C’è in lui, giovane studente, lo spirito di ribellione, come dovere morale ed impegno di vita, che fu ispirato ai giovani studenti dell’ateneo patavino da Concetto Marchesi ed Egidio Meneghetti.
Dopo l’8 settembre 1943, che visse da militare a Forlì, Franceso Zaltron entrò nella clandestinità e a Thiene partecipò alla formazione della Brigata “Mazzini” di cui, dopo alterne, vicende divenne il Comandante del Battaglione di Montagna.
Silva, come comandante era conosciuto e ammirato da tutti per il suo “ardimento e sacrificio”, in particolare dalle gente della montagna, verso cui sentiva un dovere di gratitudine, cui forse in seguito non si seppe rispondere.

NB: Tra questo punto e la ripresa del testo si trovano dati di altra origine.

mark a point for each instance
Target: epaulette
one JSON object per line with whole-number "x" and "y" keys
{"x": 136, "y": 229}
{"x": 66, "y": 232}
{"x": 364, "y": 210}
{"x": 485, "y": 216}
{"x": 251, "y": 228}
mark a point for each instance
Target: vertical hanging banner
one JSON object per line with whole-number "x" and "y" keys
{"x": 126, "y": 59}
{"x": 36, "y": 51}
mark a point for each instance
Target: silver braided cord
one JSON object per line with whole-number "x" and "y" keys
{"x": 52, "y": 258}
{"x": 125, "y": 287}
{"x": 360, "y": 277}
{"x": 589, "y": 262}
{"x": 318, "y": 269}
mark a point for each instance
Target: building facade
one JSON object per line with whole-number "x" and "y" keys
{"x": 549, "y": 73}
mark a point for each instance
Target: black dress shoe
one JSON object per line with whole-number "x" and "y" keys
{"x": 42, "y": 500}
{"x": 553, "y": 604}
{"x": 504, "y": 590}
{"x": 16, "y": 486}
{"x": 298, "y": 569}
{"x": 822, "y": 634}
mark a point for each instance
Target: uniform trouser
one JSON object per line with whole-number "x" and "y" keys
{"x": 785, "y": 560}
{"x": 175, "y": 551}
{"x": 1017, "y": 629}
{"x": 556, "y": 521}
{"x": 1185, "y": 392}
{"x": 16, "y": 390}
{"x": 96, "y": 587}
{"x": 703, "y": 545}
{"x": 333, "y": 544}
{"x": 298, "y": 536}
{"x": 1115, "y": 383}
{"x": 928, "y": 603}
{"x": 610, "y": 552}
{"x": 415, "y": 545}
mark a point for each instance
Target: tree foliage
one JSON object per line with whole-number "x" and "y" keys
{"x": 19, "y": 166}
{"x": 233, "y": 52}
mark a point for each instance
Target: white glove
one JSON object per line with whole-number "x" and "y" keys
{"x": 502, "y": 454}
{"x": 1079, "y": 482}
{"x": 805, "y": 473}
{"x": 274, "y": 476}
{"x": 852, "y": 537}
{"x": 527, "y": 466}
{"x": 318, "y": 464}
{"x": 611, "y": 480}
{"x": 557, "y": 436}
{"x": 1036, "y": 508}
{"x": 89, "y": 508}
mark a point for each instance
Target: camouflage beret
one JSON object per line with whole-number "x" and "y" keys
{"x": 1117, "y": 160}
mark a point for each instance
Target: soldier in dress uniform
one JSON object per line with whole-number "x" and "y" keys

Due punti ci hanno particolarmente colpito; il primo è che il Comandante della “Garemi” Alberto, vistosi rifiutato come comandante del Comando Unico delle formazioni partigiane dal Garda al Grappa, in alternativa suggerì a Freccia il nome di Silva, che evidentemente riteneva all’altezza del compito, per quanto poi Silva abbia declinato l’incarico.
Il secondo punto è quello che riguarda la cosiddetta Battaglia di Granezza del 6-7 agosto 1944. Contrariamente alle regole della guerriglia, che col metodo “colpisci e fuggi”, cerca di evitare lo scontro diretto, Silva coraggiosamente decise di affrontare, per quanto a lungo sostenibile, lo scontro frontale con i rastrellatori; è stata una scelta non condivisa e in seguito criticata, anche per quello che è costata in termini di perdite umane, ma che noi storicamente leggiamo come un coraggioso tentativo di dimostrare che nel Bosco Nero, rifugio dei partigiani, nessuno poteva entrare impunemente, un riappropriarsi delle nostre terre da parte della Resistenza partigiana.
Segue naturalmente la tragica fine in cui Silva fino all’ultimo dimostrò, appunto “l’ardimento e il coraggio”.
Nella seconda parte viene presentata una decina di lettere di Silva alla madre, in cui si può cogliere il senso umano di profondo affetto di questo figlio un po’ scapestrato.
Livero Carollo, come ha fatto in precedenza con Freccia, offre la possibilità di un dettagliato percorso escursionistico partigiano che ripercorre “l’ultimo viaggio di Silva”, itinerario che si conclude a Mortisa di Lugo, dove, oltre al monumento che ne ricorda la tragica fine, è possibile visitare il Museo della Resistenza a Silva dedicato.